I have always been scared of babies, and having them did not cure me. It did, however, quickly teach me that I will spend the rest of my life held captive by a stunning level of simultaneous anxiety, love and protectiveness. This was the first time I had the dispiriting experience of adding helplessness to that mix. 

It was unfun.

Parenting is a series of peaks and valleys
    No one tells you when you become a parent that all your points of emotional reference are about to lose their meaning.

    What you thought was fear was just a shadow. What you thought was joy was a hiccup. And there is no easy way to set aside the context of your old emotions and begin a far more harrowing existence.

    In June, when I first found the lump on my son’s back, I thought it was probably an injury or maybe a bug bite. In July, when I felt that lump again, I laid my palm across my son’s warm, narrow back and gave myself a mental lecture about all the good reasons I shouldn’t panic.

    Every day for weeks, I pressed my fingers to the lump, waiting for it to disappear, willing it to go away. When the lump was still there in August, we visited the pediatrician.

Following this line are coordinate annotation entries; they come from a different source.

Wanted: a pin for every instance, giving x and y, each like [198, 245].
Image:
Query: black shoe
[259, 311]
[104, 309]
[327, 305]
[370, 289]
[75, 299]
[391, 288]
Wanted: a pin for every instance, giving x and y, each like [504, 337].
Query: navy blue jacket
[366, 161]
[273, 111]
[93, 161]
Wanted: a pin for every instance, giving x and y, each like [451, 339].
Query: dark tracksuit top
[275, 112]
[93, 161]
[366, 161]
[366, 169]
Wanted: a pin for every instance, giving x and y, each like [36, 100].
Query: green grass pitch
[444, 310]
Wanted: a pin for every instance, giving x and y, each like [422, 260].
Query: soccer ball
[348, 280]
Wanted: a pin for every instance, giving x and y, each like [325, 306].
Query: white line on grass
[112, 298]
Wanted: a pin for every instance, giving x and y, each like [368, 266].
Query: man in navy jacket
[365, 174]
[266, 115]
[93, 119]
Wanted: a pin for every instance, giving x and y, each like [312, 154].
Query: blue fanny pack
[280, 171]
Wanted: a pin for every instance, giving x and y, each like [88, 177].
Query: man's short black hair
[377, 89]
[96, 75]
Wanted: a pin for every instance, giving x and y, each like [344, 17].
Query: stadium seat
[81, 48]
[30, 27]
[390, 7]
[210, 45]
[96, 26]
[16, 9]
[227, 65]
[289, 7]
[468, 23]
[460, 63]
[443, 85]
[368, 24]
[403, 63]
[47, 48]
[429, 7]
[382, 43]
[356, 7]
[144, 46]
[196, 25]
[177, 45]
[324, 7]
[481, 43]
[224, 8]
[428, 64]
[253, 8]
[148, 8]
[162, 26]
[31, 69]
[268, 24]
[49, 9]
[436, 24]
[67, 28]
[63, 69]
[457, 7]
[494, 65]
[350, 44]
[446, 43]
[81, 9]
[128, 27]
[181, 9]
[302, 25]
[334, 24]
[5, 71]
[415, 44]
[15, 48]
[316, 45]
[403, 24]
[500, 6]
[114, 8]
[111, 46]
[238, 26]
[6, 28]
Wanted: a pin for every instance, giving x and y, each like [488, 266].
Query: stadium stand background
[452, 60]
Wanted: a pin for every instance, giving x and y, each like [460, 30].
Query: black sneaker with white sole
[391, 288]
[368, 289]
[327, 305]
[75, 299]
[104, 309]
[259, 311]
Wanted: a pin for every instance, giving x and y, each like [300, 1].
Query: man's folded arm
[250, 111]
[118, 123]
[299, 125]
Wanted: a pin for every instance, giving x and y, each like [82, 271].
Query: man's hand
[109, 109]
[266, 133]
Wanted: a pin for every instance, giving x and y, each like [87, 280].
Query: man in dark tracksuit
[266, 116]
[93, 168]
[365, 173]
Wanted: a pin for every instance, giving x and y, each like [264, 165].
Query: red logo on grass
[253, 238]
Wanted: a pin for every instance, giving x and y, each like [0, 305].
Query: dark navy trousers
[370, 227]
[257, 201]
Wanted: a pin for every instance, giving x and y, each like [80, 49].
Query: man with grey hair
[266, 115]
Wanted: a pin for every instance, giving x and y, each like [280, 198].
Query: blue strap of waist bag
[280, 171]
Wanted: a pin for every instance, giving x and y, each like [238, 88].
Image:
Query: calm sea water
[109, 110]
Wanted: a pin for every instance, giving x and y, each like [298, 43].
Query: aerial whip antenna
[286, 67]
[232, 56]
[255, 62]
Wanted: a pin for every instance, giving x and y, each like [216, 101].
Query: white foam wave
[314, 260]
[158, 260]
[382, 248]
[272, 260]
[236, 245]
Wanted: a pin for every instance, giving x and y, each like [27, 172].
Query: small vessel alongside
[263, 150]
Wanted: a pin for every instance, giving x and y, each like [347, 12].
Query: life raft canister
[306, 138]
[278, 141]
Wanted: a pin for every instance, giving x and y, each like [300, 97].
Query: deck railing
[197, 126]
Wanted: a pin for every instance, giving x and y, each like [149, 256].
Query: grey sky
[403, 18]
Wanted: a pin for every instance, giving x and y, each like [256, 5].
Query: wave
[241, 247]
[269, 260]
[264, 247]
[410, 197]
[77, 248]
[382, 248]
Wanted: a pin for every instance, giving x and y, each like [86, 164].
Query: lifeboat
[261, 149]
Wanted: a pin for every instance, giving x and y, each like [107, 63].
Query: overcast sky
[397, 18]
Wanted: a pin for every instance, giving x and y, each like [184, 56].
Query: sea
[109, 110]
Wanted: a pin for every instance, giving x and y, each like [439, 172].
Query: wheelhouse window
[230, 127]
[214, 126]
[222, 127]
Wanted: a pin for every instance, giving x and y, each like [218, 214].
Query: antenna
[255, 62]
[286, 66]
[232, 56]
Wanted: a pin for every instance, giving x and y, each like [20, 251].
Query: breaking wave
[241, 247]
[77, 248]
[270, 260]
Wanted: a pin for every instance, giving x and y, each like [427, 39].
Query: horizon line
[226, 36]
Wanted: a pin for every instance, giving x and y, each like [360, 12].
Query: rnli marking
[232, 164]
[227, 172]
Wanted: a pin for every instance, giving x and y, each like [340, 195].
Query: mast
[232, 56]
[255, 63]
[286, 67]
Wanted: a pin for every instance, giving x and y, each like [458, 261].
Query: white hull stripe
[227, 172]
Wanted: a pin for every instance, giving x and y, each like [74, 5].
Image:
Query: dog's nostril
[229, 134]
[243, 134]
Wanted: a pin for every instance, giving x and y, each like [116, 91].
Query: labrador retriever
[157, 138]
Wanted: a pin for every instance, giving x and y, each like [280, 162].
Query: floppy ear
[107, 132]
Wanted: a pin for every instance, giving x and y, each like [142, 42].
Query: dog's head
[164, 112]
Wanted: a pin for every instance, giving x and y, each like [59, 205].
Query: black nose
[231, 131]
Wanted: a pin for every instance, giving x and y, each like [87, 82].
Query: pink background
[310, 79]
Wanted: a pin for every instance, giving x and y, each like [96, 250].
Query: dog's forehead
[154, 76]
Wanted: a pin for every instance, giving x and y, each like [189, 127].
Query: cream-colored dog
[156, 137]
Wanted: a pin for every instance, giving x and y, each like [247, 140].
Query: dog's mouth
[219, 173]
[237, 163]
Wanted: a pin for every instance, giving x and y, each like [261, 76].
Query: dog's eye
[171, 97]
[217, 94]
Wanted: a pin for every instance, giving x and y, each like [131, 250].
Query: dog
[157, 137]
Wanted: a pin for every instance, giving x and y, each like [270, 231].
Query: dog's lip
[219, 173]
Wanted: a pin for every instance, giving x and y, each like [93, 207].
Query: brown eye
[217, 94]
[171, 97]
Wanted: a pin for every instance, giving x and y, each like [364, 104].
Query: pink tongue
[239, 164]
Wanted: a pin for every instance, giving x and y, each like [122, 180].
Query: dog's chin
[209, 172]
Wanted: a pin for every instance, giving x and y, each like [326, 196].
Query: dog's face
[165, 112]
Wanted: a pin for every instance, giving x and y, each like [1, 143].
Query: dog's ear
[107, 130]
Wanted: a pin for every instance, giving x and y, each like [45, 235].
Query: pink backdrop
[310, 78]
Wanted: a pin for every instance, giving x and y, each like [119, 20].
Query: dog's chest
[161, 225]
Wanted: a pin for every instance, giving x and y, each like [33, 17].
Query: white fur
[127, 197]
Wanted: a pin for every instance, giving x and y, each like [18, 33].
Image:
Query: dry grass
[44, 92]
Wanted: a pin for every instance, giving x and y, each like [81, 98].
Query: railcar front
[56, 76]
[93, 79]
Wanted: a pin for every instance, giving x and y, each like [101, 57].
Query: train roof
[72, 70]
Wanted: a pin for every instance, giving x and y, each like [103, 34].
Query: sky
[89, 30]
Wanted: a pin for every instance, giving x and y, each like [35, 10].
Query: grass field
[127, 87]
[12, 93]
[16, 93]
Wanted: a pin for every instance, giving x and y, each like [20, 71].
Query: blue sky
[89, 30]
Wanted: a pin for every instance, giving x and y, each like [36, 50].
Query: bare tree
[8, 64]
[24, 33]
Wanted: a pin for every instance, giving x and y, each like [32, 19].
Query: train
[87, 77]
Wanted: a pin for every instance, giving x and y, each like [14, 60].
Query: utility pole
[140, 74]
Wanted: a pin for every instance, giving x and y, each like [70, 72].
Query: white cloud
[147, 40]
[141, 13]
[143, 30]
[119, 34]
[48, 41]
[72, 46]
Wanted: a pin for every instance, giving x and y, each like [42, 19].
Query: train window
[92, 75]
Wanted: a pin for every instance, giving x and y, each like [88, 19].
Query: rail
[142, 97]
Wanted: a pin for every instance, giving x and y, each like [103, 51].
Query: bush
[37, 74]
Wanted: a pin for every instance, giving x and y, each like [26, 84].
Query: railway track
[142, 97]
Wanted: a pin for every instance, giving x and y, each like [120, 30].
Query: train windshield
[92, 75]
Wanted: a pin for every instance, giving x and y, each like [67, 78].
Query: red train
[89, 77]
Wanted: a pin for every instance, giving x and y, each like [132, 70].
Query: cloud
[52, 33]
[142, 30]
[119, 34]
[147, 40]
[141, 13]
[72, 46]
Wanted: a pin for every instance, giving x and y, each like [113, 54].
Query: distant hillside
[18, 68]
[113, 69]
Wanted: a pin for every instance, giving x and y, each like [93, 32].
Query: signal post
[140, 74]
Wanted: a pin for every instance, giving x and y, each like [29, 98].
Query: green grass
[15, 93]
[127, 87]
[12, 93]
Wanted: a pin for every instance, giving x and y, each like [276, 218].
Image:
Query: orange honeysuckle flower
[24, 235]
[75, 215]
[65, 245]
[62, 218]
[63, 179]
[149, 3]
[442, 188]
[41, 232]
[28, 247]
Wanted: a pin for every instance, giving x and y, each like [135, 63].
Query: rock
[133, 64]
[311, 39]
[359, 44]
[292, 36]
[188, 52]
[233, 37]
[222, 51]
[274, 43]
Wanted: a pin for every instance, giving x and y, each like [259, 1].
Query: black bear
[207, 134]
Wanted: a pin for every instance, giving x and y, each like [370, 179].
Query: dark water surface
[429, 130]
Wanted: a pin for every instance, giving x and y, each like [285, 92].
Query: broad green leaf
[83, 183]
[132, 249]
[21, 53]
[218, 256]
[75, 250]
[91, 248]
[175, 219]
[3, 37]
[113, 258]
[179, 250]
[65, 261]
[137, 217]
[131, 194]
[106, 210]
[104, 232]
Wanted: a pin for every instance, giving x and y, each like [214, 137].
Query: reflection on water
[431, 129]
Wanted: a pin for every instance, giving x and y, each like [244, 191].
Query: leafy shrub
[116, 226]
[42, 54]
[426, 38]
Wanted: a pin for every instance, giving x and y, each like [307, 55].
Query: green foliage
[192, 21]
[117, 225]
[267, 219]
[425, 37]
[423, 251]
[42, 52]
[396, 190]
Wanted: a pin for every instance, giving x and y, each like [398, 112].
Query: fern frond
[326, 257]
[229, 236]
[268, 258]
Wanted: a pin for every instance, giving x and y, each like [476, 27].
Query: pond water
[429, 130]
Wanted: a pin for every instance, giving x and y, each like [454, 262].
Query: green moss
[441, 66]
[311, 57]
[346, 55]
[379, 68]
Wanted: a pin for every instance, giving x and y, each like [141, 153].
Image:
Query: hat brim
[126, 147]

    I had a fantasy about how this would go: I would point out the lump, and the doctor would feel it, shrug and say: "Just a cyst. No big deal." Then, Jack and I would go get ice cream.

    Instead, the doctor felt the lump and frowned a little. "Hmh," he said. He referred us to a surgeon and told me to try not to worry.     

    "OK," I said.

    And I worried.

    My son is 2 years and 4 months old. He calls me "Mominy" instead of "Mommy." At 23 pounds, Jack is tiny for his age. He has a mass of curly hair the color of caramel, dark blue eyes and a fondness for fire trucks.

    We often walk to the fire station in our neighborhood, and he trots around ecstatically, shouting adjectives. "The fire truck is HUGE," he yells, flinging his arms wide.

    We visited the pediatric surgeon. The doctor felt the lump and said it was probably benign but needed to come out. The word "benign" brought a rush of relief that made me realize I hadn’t taken a truly deep breath in weeks. That relief was immediately followed by the alarming realization that my baby was going to have surgery.

    Jack’s surgery was very simple, very routine, nothing to worry about, the doctor assured me. The procedure was set for Sept. 17.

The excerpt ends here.